The crooked trio was placed in handcuffs on the one-year anniversary of a disaster that washed out thousands of devastated New Yorkers.

“Mack and Soul” frontman and Motown cover specialist Joe McClam, 52, told Federal Emergency Management Agency officials that Sandy gutted his Sheepshead Bay apartment and was paid $32,000 to help to ease his burden, according to federal prosecutors.

But investigators later learned that McClam actually lived in North Carolina and that his property hadn’t been livable since a 2010 fire.

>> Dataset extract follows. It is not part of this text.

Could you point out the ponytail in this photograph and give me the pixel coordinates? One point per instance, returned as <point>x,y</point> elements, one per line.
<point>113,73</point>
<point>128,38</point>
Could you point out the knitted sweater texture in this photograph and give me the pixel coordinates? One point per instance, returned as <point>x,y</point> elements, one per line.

McClam’s Web site claims that he once toured with the famed ‘Drifters” – who were best known for their hit “Under the Boardwalk.”

“Desperation leads people to do stupid things in their lives,” said Brooklyn federal judge Lois Bloom at his arraignemnt yesterday before releasing McClam on $50,000 bond.

A pair of Long Islanders also used the disaster to line their own pockets, prosecutors said.

Jena Sowinski, 37, claimed that her Merrick home was damaged by the storm and was given $18,000 by FEMA to aid in her recovery.

But the property’s real owner later told investigators that she was a rental tenant and that there was minimal damage to the home from Sandy, prosecutors said.

Tselane Gibbs, 31, of Valley Stream, snatched nearly $19,000 in fraudulent FEMA money after she said she was forced to relocate from her damaged residence to a Brooklyn rental.  But a check of her story revealed that she never moved.

“A few rapacious individuals saw FEMA assistance as an opportunity for fraud,” said Brooklyn U.S. Attorney Loretta Lynch. “The defendants charged today brazenly stole disaster relief funds, rubbing salt in the wounds of their neighbors and community.”